The Surface-Level Trap: Do LLMs Actually Learn Human Values?
Coverage of lessw-blog
In a compelling analysis of the 'Deep Value Benchmark,' a recent post on LessWrong highlights research by Ashkinaze et al. (2025) that questions the fundamental efficacy of current AI training methods regarding value alignment.
In a recent post, lessw-blog discusses a critical piece of research titled "Do LLMs Learn Our Preferences or Just Our Behaviors?" based on the Deep Value Benchmark paper by Ashkinaze et al. (2025). This discussion strikes at the heart of a primary assumption in modern AI development: that when we train Large Language Models (LLMs) on human preferences, the models internalize the underlying values driving those preferences. The analysis suggests that this assumption may be dangerously flawed.
The context for this research is the widespread reliance on Reinforcement Learning from Human Feedback (RLHF) to align models. The hope has always been that by showing a model examples of "good" and "bad" responses, the model generalizes the abstract moral or utility function behind the decision. However, the highlighted research indicates that models are far more likely to latch onto spurious correlations-surface-level features-rather than the deep semantic values intended by the developers.

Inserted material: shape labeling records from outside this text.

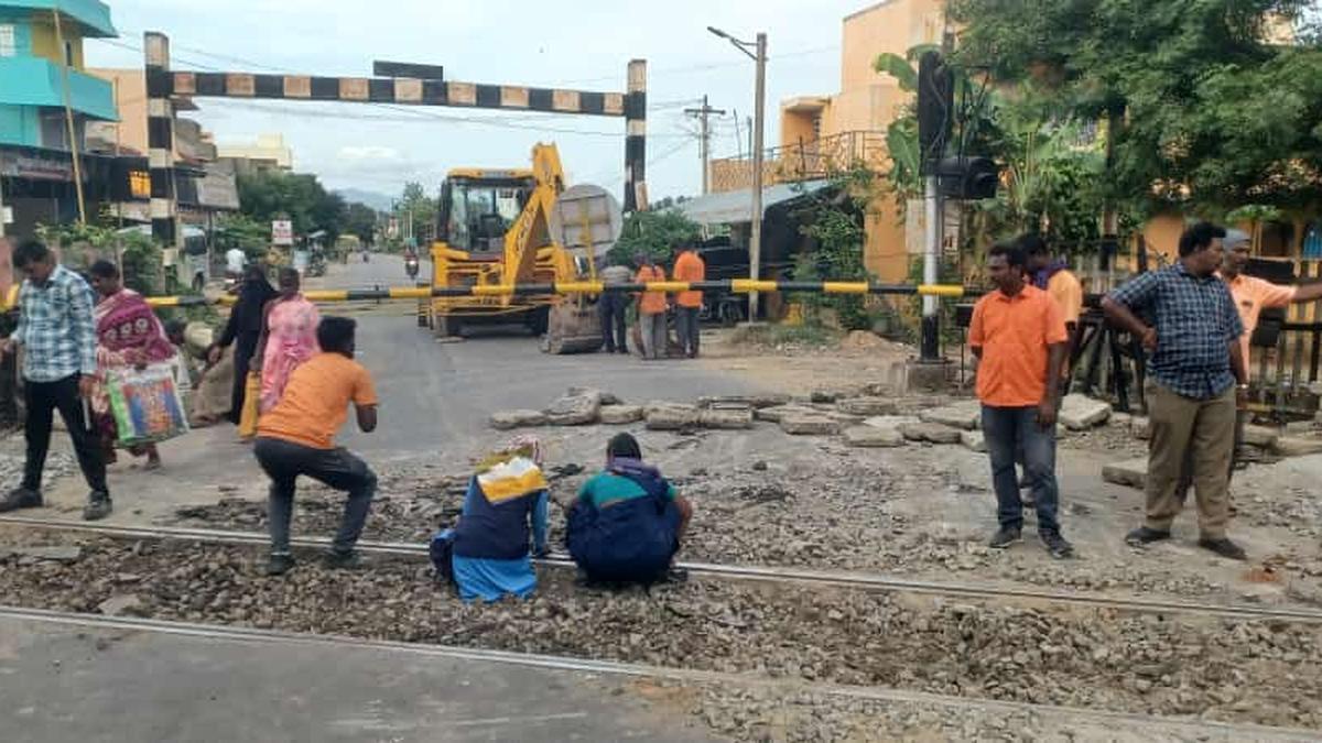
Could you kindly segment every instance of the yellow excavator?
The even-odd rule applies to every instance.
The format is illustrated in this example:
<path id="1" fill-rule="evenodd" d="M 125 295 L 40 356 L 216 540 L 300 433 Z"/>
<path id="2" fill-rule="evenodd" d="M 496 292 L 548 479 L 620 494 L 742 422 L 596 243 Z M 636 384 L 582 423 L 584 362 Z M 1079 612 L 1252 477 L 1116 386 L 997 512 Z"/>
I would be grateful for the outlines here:
<path id="1" fill-rule="evenodd" d="M 423 300 L 419 325 L 452 337 L 469 325 L 522 323 L 549 353 L 600 348 L 595 297 L 551 287 L 596 280 L 596 260 L 619 239 L 620 209 L 598 186 L 566 189 L 554 144 L 533 148 L 531 169 L 451 171 L 436 222 L 431 286 L 472 293 Z M 510 286 L 534 290 L 501 291 Z"/>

To test this, the researchers employed a rigorous methodology involving confounded training data. They created scenarios where specific moral values were tied to distinct stylistic choices. For example, "kindness" might always be presented in a "formal" style, while "fairness" was presented in a "casual" style. The objective was to see what the model would do when presented with a test case that separated the value from the style. If the model truly learned "kindness," it should be able to express it casually. If it merely learned the behavior, it would associate the formal style with the positive reward, regardless of the moral content.
The results reported in the post are concerning for alignment researchers. At test time, models consistently followed the surface features (style) rather than the underlying moral values. Across nine different models, the rate of generalizing based on the actual value averaged only 0.30-a performance significantly worse than random chance. This implies that the models were actively misled by the stylistic cues, treating the syntax as the signal and the moral value as noise.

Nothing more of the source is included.